OF Christian Pache is also considered a plus athlete with good bat control to all fields. He was ranked No. 21 by Baseball America and No. 10 by MLB. Like Cruz, Pache is also 16 and from the Dominican Republic.
These young international prospects usually have a long development path, however some of them can move quite quickly, like recent successes Ozhaino Albies and Jose Peraza. Albies was signed in 2013, made his pro debut state-side last year at the age of 17, and this year is leading the Sally League in hitting. That’s a high bar for the two new guys to meet, but with the bonuses they received and how they are ranked by the major prospect outlets the hope is that they make an immediate splash in the Braves’ system.
This is a pretty good outcome for the Braves. They get two prospects whom they believe to be high-ceiling game-changers — something the Braves system is thin on — and in return they gave up a couple of role players and a couple of young prospects who have not yet met expectations based on their draft pedigree. Fulenchek and Paroubeck are the two guys who could come back to haunt Atlanta in these trades, but for now these moves look like a step in the right direction for the long-term development pipeline of the Braves’ minor league system.

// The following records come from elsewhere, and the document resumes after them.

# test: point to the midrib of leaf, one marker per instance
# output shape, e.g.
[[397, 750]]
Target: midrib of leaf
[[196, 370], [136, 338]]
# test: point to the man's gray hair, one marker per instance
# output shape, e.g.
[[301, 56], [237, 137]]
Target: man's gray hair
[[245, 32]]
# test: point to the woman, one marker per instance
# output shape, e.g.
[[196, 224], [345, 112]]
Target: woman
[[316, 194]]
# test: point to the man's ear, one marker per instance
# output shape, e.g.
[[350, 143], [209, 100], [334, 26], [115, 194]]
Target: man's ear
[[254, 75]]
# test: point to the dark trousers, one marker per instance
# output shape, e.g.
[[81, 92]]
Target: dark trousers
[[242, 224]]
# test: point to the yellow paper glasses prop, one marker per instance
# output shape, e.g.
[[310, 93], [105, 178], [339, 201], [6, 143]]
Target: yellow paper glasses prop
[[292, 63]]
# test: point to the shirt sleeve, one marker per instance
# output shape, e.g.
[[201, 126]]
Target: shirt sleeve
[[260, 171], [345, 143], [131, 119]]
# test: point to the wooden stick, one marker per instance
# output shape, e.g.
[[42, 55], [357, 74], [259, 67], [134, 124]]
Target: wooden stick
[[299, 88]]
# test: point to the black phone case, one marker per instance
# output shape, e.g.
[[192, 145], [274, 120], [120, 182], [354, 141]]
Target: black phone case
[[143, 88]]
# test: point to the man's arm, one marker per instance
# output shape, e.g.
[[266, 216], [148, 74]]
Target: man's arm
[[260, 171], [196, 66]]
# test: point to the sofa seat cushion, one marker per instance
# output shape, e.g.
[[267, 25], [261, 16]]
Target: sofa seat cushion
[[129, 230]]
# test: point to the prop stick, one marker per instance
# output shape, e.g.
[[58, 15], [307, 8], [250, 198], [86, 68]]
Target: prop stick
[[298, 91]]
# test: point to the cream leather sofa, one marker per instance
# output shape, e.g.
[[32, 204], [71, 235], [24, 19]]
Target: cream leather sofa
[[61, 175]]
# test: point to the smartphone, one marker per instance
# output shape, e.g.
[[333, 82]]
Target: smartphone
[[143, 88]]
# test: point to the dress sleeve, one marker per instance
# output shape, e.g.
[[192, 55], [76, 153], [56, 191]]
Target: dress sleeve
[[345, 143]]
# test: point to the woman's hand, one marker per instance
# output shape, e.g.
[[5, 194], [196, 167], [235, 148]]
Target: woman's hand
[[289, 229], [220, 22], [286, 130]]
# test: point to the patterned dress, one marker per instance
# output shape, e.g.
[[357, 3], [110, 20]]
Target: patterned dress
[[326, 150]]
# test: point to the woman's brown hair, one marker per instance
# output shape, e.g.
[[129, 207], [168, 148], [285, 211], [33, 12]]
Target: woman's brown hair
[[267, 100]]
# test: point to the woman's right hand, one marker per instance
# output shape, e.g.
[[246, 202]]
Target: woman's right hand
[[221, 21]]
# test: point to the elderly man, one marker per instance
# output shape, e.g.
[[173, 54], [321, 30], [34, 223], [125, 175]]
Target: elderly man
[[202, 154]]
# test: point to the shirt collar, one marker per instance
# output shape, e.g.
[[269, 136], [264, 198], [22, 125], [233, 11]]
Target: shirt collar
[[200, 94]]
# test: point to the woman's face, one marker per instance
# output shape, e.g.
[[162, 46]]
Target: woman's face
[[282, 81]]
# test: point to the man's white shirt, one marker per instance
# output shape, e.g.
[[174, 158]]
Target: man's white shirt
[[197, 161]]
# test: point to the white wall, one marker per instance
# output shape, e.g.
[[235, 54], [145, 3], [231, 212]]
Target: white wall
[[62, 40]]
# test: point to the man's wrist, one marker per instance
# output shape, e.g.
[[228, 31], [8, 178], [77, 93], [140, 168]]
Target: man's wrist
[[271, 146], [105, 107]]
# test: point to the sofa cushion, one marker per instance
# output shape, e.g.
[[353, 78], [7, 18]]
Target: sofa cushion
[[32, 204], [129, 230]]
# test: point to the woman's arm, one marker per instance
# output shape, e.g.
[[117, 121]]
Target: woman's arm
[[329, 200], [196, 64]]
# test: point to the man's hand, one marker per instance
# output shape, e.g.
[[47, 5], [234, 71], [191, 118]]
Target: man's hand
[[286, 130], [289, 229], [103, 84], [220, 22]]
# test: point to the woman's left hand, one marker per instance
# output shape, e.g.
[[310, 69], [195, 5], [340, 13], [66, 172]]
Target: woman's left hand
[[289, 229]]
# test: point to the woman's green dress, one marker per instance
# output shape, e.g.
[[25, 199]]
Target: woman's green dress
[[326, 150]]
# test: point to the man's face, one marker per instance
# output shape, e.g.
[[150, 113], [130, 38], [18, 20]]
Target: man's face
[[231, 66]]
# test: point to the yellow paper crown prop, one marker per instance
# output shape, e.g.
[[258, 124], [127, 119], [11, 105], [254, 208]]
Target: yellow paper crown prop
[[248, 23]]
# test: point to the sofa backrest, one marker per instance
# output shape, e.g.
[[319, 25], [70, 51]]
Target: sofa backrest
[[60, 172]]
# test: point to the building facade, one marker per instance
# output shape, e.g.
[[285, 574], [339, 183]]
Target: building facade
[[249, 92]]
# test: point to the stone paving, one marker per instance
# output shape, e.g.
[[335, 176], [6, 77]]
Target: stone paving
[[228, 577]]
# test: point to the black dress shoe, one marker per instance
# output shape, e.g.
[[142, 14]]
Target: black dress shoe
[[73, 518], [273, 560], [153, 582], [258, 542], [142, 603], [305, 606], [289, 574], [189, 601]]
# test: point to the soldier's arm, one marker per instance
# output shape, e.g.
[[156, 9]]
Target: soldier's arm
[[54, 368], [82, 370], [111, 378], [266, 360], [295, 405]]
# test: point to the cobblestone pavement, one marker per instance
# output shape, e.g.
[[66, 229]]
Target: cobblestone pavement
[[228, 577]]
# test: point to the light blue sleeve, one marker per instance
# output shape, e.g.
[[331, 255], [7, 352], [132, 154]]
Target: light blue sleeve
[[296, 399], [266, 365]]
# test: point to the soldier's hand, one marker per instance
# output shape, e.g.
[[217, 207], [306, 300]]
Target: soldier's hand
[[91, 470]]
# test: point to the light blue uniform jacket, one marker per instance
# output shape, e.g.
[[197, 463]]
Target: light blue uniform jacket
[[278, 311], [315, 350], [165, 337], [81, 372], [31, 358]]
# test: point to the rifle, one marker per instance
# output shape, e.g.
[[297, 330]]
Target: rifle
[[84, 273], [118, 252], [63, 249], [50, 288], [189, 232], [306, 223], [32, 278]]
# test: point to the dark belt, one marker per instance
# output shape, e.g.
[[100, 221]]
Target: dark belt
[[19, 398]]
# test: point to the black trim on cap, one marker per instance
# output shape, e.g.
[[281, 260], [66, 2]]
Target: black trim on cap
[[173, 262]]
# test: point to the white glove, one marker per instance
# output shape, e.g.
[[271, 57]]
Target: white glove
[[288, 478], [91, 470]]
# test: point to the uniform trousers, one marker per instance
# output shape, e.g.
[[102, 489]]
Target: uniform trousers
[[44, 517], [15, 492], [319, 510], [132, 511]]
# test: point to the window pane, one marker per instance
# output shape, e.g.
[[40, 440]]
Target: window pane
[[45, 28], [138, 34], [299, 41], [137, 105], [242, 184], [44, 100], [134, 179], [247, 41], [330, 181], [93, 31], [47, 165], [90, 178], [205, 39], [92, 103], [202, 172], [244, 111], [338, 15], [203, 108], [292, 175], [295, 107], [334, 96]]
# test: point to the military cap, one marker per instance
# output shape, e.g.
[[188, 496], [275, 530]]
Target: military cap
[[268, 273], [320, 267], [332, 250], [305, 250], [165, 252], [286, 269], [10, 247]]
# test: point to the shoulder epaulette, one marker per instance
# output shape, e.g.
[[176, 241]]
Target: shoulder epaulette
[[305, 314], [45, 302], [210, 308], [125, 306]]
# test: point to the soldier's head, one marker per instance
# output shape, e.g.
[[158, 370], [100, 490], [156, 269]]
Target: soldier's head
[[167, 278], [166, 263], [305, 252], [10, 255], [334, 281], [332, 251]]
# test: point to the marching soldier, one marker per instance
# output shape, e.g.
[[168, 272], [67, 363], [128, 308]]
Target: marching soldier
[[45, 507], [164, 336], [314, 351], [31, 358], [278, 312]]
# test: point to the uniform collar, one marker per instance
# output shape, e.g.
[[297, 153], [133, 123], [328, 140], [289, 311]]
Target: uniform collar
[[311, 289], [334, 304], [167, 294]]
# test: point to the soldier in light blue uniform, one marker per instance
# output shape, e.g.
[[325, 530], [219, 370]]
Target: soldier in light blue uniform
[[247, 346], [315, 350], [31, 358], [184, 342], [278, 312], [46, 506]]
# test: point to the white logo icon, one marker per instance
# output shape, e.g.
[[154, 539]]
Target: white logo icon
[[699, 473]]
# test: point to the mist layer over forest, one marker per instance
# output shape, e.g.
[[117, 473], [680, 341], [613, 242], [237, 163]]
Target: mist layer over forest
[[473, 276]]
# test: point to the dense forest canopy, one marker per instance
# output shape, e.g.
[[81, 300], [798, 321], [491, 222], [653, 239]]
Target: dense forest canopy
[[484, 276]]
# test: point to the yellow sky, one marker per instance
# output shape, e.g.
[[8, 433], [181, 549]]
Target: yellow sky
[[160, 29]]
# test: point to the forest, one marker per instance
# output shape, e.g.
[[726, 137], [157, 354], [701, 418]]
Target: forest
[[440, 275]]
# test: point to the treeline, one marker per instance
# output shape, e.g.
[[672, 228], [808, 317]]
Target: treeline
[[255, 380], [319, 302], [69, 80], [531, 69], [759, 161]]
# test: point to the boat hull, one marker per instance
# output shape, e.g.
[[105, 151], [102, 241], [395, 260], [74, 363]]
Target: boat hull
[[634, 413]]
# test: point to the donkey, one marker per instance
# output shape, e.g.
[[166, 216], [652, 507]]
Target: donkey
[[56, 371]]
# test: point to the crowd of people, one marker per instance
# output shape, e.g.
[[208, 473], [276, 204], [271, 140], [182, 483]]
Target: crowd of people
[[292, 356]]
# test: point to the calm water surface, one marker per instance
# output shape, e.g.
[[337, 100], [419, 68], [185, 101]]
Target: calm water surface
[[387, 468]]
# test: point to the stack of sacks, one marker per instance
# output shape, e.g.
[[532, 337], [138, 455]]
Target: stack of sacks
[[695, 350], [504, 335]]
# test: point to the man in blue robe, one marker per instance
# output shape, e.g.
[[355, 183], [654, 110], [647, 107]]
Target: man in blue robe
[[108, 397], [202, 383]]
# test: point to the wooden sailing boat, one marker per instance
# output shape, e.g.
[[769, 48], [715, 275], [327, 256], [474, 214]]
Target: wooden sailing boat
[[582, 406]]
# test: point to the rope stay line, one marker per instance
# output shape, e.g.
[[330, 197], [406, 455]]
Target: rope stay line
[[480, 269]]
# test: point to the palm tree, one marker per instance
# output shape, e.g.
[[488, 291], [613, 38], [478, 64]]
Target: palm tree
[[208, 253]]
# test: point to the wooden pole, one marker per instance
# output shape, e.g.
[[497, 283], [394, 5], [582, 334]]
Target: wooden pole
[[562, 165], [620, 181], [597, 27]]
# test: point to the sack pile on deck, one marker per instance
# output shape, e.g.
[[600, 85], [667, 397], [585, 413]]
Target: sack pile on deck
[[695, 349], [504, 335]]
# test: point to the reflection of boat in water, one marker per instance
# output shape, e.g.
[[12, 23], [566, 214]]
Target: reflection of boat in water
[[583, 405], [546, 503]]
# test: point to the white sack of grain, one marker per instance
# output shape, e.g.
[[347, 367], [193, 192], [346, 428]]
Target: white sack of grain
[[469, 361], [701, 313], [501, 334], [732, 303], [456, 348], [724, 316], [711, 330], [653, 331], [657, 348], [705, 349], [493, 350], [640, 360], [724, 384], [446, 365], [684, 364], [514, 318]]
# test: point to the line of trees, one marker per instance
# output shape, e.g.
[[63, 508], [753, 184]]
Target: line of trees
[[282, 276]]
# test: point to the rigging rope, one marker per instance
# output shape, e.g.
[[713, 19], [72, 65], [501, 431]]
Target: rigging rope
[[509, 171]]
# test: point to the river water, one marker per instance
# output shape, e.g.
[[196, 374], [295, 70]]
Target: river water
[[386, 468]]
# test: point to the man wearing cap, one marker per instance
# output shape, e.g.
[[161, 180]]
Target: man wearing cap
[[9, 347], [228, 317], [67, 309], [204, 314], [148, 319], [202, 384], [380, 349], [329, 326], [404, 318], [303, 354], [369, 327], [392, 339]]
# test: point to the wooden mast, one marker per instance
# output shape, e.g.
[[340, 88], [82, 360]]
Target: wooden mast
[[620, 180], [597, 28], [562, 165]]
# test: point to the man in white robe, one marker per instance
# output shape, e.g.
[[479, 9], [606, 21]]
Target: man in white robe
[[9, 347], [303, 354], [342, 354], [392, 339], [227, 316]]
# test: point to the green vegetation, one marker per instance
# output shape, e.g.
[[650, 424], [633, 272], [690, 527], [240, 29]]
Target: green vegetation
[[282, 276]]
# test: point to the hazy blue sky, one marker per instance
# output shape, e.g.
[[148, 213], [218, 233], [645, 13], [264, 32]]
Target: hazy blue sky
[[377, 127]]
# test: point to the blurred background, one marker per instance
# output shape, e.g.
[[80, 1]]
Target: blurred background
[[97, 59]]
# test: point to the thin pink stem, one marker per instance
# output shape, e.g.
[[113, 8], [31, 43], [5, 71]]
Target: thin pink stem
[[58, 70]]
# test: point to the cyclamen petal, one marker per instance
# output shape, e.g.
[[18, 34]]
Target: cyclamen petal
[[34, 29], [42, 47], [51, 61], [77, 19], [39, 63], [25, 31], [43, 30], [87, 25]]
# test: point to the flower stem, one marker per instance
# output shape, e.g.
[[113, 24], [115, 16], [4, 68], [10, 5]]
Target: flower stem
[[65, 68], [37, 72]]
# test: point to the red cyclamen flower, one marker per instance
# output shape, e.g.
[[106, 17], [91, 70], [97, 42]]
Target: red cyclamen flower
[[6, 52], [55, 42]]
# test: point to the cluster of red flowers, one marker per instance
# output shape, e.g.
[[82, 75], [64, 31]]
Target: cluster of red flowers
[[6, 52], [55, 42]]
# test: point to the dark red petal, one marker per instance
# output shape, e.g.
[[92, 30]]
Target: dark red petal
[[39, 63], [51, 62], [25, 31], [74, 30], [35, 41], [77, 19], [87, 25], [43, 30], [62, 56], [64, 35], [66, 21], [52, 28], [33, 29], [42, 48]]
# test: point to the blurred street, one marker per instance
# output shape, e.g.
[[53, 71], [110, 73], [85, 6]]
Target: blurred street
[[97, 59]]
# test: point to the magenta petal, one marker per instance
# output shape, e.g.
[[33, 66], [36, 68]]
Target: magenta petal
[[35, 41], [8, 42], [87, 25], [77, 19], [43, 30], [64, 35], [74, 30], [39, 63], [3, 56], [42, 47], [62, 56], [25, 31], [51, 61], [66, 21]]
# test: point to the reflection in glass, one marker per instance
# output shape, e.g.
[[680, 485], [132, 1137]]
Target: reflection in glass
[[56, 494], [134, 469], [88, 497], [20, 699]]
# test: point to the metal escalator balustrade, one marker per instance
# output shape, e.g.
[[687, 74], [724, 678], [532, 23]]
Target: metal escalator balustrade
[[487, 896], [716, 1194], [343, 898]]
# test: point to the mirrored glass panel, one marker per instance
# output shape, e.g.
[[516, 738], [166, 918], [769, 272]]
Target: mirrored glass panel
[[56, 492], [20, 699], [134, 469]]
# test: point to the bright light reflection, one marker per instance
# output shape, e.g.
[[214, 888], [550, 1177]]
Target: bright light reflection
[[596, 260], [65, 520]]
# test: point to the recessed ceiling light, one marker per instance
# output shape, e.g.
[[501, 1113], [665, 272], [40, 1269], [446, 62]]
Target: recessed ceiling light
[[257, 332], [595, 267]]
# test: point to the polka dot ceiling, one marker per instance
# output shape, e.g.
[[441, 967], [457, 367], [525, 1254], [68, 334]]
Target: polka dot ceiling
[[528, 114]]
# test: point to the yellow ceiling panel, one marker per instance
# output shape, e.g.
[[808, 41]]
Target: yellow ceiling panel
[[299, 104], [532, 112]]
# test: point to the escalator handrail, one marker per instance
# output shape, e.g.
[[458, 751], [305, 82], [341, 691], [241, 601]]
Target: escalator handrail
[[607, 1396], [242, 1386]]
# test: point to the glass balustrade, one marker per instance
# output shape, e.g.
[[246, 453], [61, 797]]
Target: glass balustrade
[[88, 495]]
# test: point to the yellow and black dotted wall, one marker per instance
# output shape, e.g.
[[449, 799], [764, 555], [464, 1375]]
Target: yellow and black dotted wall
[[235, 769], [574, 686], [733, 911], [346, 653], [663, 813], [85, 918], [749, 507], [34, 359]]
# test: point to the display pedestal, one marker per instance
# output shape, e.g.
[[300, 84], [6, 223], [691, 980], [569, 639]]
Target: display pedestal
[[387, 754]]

Consider too that the Braves just nabbed two plus prospects while staying within the rules for 2015. I mentioned earlier that 2016 is when Atlanta might greatly exceed their bonus pool, and their number one target may already be “in the fold.” This interesting nugget is from ESPN:
The huge name for next year’s J2 class is Venezuelan SS Kevin Maitan, a monstrous teenager with an elite body, advanced feel to hit and big-time power projection. He has been on the radar for international scouts for years and is being compared to some generational talents. A scout I talked to whose team has no prayer of signing Maitan said his club has an overall 70 grade on him, the sort of grade that players near the apex of top 100 prospects lists only sometimes garner. And three sources have told ESPN colleague Keith Law that the Atlanta Braves have already locked up Maitan for $4.25 million in advance of the July 2, 2016, signing period. As Keith noted, such deals are “technically prohibited but are de rigueur in that market.”
Maitan is supposed to be special, but we’ll have to wait a whole year before we know if this is really the plan.